Учитывая вышесказанное, мы предположили, что уровень ИРИ в крови может оказывать влияние на количество ЦПК. В данной работе мы оценивали концентрацию ИРИ и С-пептида в группе контроля и в группе больных ИБС без СД2. У больных ИБС в сочетании с верифицированным СД2 оценка уровня ИРИ и С-пептида является нецелесообразной, поскольку все больные находились на сахароснижающей терапии, которая модулирует функцию панкреатического аппарата поджелудочной железы и, соответственно, секрецию инсулина.

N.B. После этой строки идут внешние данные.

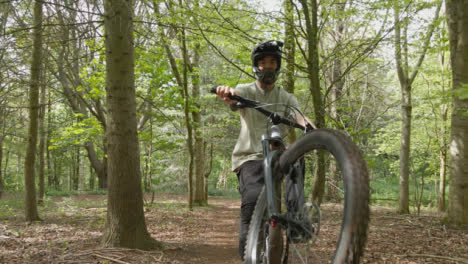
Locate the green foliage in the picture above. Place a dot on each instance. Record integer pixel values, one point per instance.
(462, 92)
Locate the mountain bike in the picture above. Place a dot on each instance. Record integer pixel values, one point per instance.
(290, 233)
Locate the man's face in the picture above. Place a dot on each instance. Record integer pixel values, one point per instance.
(268, 63)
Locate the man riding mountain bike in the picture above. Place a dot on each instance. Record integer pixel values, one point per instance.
(247, 157)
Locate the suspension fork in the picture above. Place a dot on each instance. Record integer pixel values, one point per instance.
(271, 154)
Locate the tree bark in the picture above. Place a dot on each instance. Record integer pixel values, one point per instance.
(406, 81)
(69, 81)
(312, 60)
(42, 132)
(443, 160)
(125, 226)
(443, 146)
(2, 186)
(289, 53)
(29, 178)
(457, 20)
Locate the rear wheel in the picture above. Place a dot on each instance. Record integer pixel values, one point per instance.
(342, 221)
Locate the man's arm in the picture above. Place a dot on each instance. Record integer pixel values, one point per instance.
(303, 120)
(223, 92)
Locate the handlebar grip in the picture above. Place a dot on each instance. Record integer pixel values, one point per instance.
(213, 90)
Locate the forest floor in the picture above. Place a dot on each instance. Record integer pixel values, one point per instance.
(71, 229)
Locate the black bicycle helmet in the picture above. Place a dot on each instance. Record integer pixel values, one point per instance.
(261, 50)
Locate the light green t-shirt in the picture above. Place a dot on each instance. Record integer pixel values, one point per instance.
(254, 124)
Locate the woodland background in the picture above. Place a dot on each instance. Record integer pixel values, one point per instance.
(380, 71)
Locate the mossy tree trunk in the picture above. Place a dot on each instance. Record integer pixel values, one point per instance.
(125, 226)
(29, 176)
(457, 20)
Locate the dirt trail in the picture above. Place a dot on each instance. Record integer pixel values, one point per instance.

Оказалось, что по уровню ИРИ группа контроля и группа больных ИБС без СД2 статистически значимо не отличались между собой. При этом концентрация С-пептида в крови больных с ИБС без СД2 была достоверно выше по сравнению с группой контроля (табл. 1). Отмечено, что чем больше был уровень ИРИ в контрольной группе и у больных с ИБС без СД2, тем большим было количество циркулирующих CD34+клеток (рис. 4). При этом как в контрольной группе, так и у больных с ИБС без СД2 количество ЦПК положительно достоверно коррелировало с уровнем С-пептида (r=0,85, p=0,004 и r=0,57, p=0,006 соответственно). Возможно, подобные взаимоотношения объясняются стимулирующим эффектом ИРИ и С-пептида на процесс мобилизации ЦПК из костного мозга. Так, в работе P. Humpert с соавт. показано, что адекватная инсулинотерапия в течение 5 недель у декомпенсированных больных с СД2 (HbA1c=10,6±1,6%) способствует увеличению в периферической крови количества CD34+CD133+ клеток. Авторы продемонстрировали, что подобный эффект опосредован стимулирующим влиянием инсулина на экспрессию в периферических тканях и костном мозге SDF-1 – одного из ключевых факторов, участвующих в мобилизации ЦПК из костно-мозговой ниши [54].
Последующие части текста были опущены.